Grito

 

No dia de natal fez frio! Parecia mais frio ainda por causa da umidade. O ar se desfazia em gotas. Garoava. Ah, São Paulo inexplicável, como tanta coisa mais que não se pode explicar!

Chega carrancudo o ano que parece o último do milênio, mas não é, como chegou carrancudo e absurdo esse verão que é mas não parece... O ano que se acaba, pareceu rude, desumano. Os maiores destaques estão relacionados ao que se costuma chamar de ética, de moral, etc. Como a bola de neve - que por aqui nunca se viu -, o comportamento dos homens contagia e o que ontem era escândalo passa a ser corriqueiro.

Por exemplo, não parece coisa muito grave querer se apropriar do máximo que for possível abarcar, quaisquer que sejam os meios para tanto. Conseguir riqueza parece ter se transformado num argumento que justifica qualquer meio. Talvez esteja existindo um tipo de "seleção" que Darwin não previu, na qual a redução do número de predadores não reduz a voracidade predatória, pois nada sacia, uma vez que a ganância cresce na mesma medida e o mesmo número de indivíduos está sempre pronta a abocanhar cada vez mais.

Levando adiante a comparação, pode-se imaginar que a população das "vitimas" diminui, já que os muito pobres sequer podem ser saqueados - morrem à mingua pelas ruas, sob nossos narizes, aos nossos olhos indiferentes - e não poderiam ser considerados presas. Ao chegarem a esse estado, é como se já estivessem mortos para uma "seleção econômica".

Há décadas repete-se que o fosso entre ricos e pobres aumenta (quer se trate de países, quer se trate de pessoas). Outros, para não dizer às claras do que se trata, preferem o eufemismo: é cada vez maior a concentração de renda... e a montanha de "renda" cresce de um lado e a de pobres do outro...

Não há pudor ao escolher os meios. Não há pudor ao impor os preços. Pelo mundo todo rifa-se o que um dia foram os chamados "serviços públicos", aquilo que aprendi ser a explicação para a existência dos impostos. Mesmo assim, esses que já foram dízimos, agora passam do terço! Para quê governo? Os países sucumbiram às corporações. Os governantes sucumbem poder de sedução das companhias transnacionais... De fato, governos se tornaram prescindíveis, descartáveis. Para quê governo?

O poder, como sempre, é um fim em si. Interessa apenas pelo poder que confere. Poder que sempre foi um meio eficaz de obter mais riqueza, para si e para sua turma. Para mantê-lo, se necessário, pode se simular uma guerra com uma desculpa qualquer, ainda que ao preço de alguns milhares de vidas.

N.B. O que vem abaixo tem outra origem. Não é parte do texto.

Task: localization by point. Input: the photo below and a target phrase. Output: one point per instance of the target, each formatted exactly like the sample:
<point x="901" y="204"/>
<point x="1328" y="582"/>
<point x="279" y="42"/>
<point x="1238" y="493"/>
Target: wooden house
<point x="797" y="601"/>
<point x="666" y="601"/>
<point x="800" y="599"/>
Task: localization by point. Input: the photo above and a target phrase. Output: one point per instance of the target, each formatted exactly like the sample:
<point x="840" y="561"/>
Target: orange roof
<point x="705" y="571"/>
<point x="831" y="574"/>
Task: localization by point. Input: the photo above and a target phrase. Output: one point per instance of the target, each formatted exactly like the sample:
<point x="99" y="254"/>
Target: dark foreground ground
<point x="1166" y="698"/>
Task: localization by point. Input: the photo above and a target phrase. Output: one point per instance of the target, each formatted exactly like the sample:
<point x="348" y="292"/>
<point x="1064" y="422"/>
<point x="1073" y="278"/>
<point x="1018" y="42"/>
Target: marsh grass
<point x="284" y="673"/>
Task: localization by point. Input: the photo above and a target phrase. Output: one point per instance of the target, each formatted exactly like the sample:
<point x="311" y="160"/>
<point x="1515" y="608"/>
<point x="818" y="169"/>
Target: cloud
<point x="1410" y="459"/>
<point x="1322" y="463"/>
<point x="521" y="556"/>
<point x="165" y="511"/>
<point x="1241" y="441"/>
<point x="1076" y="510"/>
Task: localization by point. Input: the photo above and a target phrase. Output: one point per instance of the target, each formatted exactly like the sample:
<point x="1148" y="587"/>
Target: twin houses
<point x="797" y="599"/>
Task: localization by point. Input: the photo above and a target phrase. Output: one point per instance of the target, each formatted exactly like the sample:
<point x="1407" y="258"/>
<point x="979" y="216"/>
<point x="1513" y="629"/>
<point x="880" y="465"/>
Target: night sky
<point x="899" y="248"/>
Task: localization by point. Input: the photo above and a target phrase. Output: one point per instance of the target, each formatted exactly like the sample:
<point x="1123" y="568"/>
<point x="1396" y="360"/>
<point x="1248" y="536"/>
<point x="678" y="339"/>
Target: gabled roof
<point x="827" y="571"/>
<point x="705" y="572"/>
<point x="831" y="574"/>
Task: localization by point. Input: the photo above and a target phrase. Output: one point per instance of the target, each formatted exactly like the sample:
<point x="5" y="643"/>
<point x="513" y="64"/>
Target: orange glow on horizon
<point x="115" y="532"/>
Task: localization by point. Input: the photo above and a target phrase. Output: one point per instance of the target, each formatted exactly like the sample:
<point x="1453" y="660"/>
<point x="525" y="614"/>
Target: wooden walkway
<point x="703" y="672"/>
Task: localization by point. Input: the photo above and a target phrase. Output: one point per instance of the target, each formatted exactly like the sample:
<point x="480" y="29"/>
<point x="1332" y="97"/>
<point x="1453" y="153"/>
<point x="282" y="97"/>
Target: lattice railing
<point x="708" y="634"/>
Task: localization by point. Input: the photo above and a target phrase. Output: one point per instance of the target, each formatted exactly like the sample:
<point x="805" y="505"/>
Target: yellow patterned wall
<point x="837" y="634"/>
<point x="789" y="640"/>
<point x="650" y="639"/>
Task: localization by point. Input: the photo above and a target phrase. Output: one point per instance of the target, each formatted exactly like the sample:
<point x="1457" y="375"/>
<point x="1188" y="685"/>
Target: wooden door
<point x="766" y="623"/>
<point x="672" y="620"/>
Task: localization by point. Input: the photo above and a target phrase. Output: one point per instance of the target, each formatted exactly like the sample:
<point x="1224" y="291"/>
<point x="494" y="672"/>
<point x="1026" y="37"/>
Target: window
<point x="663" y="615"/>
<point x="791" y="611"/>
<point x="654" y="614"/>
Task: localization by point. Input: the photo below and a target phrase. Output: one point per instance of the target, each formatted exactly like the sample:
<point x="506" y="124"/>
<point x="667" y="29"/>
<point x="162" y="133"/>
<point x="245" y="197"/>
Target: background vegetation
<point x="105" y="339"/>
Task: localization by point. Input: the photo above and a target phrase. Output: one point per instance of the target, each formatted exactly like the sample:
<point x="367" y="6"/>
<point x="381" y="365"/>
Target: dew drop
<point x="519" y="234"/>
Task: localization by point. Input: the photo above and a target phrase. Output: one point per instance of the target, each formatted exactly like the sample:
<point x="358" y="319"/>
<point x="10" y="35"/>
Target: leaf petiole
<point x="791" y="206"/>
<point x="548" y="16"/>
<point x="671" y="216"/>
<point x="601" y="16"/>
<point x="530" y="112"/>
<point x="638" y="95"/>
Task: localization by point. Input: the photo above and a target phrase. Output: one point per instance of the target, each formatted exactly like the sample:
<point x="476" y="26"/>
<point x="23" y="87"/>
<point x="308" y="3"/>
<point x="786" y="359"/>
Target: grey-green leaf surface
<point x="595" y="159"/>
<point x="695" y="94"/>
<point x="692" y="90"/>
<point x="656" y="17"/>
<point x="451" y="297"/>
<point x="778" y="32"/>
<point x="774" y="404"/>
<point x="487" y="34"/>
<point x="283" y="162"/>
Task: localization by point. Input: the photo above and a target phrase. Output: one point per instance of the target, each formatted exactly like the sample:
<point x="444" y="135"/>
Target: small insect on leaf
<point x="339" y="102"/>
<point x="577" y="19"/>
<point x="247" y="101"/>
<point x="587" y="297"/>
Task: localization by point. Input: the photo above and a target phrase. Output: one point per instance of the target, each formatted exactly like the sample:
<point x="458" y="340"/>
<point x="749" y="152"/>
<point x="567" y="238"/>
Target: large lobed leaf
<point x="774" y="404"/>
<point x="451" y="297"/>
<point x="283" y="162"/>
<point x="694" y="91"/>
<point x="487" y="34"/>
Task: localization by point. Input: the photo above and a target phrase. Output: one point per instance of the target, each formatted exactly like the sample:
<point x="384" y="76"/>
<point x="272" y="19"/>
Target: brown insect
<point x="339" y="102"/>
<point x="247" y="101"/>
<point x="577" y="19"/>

Diante da vida absurda que vivemos, proliferam as empresas que vendem ilusões, promessas que só teriam que cumprir após a morte dos credores. Cobram, no entanto, à vista e aqui. Vão desde as multinacionais aos camelôs de sortes e oráculos. Umas com sedes imponentes, outras com barraquinhas nas esquinas ou na Internet. Cada tostão que se possa amealhar é sorvido com sofreguidão. A escuridão da Idade Média ameaça com sua sombra!

Apesar de tudo, tudo indica que o Homem continua o mesmo há milhares de anos - milhões talvez: voltado para seu umbigo e incapaz de amar. Levando a vida como se fosse eterno e incapaz de perceber-se parte de um organismo maior, a humanidade, ela mesma apenas uma parte do mistério maior: a Vida!

Há 139 anos, John Murray publicava a primeira edição de "A Origem das Espécies", com o subtítulo: "por meio da seleção natural ou a preservação da raças favorecidas na luta pela sobrevivência", de Charles Darwin. Hoje. Falta alguém com a mesma dedicação para estudar "A Origem dos Milionários", que poderia ter um subtítulo mais ou menos assim: "por meio da seleção econômica ou a preservação da moral mais duvidosa na luta pelo enriquecimento".